Napoli e il tufo, due facce della stessa medaglia. La città, fondata tra due complessi vulcanici, il Vesuvio e i Campi Flegrei, poggia le sue fondamenta su una coltre di materiali piroclastici sciolti, le pozzolane alla cui base si rinviene un potente strato di roccia lapidea di origine vulcanica, il tufo, appunto, che risiede nel cuore di molti palazzi antichi e racchiude in sé ricordi lontani ma estremamente radicati.
Monte di Dio sembra una salita che non finisce mai, un nome importante per una via, che spalanca poi Napoli verso il cielo, il mare e il vulcano. Un’altura perfetta per un bambino che sul merlo di una torre può trascorrere ore e ore affacciato a scrutare, come una brava sentinella. Nello scenario che gli si presenta davanti vi è un teatro, un palazzo di principi e i poveri caseggiati dove ha trascorso l’infanzia. Per un anno intero il suo sguardo ha seguito con dedita attenzione la demolizione di un edificio vecchio: era il 1955 e dietro l’intonaco ormai stinto emergeva il tufo giallo che, in qualche modo, tornava a respirare di nuovo. Per dodici mesi, il bambino ha potuto affacciarsi soltanto di domenica o di sera, tanta è stata la polvere alimentata dalla demolizione dell’abitazione.

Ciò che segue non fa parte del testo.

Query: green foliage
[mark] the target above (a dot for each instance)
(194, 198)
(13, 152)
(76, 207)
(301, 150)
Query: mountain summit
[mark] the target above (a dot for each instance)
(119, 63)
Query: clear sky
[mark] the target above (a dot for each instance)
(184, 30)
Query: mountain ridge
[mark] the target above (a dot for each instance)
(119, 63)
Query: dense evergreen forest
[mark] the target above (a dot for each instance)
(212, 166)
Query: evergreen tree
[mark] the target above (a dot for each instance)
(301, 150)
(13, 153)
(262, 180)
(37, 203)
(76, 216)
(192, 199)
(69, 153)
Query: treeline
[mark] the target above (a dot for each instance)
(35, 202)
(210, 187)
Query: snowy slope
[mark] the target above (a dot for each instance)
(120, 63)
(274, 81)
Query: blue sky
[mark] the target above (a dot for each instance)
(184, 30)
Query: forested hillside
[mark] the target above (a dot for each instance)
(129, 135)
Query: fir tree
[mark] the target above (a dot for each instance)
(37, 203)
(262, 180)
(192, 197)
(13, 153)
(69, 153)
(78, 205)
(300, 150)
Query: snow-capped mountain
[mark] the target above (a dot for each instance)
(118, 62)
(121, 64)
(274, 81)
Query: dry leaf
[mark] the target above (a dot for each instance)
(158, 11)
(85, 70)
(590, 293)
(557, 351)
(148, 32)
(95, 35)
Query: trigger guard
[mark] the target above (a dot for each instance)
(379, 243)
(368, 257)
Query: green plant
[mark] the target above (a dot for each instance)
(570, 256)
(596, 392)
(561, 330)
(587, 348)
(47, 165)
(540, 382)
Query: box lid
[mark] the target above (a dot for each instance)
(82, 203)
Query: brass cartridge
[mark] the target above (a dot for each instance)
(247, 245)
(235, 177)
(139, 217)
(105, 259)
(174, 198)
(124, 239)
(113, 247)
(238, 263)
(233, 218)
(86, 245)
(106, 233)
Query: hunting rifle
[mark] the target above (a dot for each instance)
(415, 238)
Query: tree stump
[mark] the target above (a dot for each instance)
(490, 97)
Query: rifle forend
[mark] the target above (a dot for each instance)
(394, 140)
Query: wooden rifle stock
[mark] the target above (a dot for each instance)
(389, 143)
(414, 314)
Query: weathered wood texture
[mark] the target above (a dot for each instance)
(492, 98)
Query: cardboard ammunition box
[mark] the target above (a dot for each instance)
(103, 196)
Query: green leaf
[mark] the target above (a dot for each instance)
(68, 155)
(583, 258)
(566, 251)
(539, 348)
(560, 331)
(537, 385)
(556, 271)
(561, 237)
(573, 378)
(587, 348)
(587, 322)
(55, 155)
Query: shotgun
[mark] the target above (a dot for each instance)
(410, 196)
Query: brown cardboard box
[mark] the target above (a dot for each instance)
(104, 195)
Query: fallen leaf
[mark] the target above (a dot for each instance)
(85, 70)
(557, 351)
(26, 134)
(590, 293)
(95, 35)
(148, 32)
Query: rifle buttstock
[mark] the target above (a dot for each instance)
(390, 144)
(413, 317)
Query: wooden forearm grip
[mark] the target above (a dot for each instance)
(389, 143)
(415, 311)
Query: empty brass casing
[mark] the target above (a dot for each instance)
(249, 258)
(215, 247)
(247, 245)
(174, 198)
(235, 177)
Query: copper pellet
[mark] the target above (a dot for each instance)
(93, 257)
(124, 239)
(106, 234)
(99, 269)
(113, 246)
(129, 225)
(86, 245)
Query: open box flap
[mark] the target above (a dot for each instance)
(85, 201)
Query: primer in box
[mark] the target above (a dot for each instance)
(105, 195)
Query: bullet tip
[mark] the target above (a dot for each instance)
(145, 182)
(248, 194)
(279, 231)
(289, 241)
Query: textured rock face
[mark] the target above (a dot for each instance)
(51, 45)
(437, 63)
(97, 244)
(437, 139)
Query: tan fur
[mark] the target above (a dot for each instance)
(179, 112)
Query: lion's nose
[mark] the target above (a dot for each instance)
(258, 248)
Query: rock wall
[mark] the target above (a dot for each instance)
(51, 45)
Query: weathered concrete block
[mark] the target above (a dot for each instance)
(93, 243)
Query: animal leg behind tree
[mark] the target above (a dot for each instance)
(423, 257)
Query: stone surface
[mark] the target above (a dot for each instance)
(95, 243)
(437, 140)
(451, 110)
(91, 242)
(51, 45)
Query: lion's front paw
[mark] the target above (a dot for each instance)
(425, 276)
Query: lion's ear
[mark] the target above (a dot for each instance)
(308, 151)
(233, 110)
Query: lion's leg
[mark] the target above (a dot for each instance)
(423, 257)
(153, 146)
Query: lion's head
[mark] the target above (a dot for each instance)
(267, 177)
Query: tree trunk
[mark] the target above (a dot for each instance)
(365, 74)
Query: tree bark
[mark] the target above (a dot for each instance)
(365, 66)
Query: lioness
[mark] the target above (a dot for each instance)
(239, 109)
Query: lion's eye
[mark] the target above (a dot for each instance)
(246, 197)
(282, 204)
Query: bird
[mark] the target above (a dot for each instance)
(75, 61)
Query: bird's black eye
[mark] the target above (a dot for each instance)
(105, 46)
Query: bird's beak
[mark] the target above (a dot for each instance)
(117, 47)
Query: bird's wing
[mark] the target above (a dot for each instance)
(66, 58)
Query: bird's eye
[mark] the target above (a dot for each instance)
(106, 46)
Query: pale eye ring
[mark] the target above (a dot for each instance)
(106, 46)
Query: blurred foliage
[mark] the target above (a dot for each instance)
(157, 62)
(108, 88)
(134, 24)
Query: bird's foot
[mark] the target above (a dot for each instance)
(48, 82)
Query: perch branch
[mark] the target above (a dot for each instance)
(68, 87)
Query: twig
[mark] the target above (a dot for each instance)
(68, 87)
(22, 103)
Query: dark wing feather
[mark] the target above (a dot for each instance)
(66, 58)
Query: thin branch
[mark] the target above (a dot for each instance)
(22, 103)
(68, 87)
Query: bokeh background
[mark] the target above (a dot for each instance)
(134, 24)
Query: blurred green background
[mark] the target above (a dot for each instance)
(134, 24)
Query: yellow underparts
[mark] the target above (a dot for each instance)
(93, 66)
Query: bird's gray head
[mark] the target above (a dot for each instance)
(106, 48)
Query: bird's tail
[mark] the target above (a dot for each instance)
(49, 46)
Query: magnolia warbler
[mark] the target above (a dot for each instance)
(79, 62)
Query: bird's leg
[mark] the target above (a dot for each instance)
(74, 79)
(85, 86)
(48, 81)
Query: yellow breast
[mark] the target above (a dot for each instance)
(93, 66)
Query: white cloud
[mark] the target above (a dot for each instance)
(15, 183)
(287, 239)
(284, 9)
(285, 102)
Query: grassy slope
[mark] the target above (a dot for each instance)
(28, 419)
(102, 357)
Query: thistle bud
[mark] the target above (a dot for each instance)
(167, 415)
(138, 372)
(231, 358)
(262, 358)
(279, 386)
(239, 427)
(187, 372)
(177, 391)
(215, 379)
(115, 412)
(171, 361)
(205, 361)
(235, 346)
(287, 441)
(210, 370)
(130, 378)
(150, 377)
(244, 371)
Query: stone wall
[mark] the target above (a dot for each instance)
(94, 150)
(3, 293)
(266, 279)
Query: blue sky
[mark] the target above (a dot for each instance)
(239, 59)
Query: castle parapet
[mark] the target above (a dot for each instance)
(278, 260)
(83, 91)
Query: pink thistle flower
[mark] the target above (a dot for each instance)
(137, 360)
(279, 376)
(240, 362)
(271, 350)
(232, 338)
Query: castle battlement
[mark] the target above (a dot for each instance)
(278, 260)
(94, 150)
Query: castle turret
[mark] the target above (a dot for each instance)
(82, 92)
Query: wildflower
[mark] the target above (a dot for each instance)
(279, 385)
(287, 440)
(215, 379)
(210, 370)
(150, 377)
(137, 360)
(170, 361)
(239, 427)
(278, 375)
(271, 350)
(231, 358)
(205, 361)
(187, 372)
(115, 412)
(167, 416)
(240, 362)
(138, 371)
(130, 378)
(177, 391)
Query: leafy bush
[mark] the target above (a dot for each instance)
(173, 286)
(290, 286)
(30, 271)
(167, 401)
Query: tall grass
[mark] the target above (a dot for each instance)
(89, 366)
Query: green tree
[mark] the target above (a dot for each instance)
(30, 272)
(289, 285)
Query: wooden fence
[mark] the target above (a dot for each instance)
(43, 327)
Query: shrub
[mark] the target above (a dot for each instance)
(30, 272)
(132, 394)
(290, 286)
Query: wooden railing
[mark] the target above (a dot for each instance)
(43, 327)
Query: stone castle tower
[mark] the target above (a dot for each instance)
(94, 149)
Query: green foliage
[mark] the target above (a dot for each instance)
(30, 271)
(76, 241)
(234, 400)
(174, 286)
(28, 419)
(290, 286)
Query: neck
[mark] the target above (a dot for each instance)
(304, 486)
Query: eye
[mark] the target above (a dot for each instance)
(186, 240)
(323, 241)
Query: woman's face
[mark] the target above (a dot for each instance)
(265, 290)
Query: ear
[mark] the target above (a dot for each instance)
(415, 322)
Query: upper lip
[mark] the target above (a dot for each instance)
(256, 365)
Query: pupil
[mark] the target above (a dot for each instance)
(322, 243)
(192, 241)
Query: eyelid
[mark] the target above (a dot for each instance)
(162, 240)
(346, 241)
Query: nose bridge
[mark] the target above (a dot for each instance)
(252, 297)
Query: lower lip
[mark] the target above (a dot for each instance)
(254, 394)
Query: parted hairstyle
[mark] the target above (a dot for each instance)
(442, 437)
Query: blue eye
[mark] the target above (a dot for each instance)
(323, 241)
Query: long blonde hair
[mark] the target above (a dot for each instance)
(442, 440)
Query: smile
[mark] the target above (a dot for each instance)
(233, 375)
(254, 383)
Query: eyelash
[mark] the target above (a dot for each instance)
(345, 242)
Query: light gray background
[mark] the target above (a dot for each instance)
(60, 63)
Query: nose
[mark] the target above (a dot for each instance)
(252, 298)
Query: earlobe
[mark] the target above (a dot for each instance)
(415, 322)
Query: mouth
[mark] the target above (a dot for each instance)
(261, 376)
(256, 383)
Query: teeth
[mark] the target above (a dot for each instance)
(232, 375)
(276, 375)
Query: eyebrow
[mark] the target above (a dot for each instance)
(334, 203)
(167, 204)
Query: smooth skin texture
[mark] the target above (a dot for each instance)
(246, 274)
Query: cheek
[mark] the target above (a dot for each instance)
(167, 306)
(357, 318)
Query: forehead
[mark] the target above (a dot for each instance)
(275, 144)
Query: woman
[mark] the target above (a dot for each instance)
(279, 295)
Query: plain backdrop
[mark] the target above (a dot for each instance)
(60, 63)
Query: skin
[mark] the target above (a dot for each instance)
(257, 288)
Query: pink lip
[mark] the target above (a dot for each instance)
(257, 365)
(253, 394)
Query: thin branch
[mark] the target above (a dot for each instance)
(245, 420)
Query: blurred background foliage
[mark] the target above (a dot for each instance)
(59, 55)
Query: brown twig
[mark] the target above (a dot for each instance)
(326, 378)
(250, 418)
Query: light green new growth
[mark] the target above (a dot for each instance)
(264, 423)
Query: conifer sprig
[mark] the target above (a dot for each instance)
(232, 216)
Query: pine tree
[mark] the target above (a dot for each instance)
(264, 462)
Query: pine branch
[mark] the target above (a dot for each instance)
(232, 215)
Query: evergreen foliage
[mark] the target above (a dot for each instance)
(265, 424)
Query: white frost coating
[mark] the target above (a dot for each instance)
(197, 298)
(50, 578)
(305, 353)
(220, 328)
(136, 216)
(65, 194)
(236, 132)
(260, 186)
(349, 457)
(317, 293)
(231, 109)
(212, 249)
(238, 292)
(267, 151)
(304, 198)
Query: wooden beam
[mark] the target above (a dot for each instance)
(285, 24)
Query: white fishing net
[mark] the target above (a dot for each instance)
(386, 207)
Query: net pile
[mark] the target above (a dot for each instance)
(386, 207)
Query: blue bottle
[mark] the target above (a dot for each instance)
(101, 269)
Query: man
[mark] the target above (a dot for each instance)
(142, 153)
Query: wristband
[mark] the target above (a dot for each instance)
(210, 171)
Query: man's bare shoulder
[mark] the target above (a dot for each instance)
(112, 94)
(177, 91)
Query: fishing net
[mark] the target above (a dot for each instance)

Il ricordo di com’era il palazzo è ben vivo nel suo immaginario e anche coloro che sudavano e lavoravano sopra le macerie. Gli uomini dai cappelli di carta non venivano risparmiati dalla polvere, soltanto i capelli sembravano non subire nulla, nemmeno il vento poteva niente contro il loro copricapo. Erano servi di un Faraone scorbutico che disfaceva piramidi. I bambini allora ascoltavano le storie sacre imprimendosi a mente strani particolari criminali. L’annegamento dei neonati maschi degli ebrei per mani degli egiziani, la strage dei bambinelli eseguita da Erode. A Napoli l’infanzia risultava qualcosa di rischioso, morire era facile, spesso un bambino si sentiva il parassita di un adulto e l’unico modo per riscattarsi da questa condizione era il lavoro minorile.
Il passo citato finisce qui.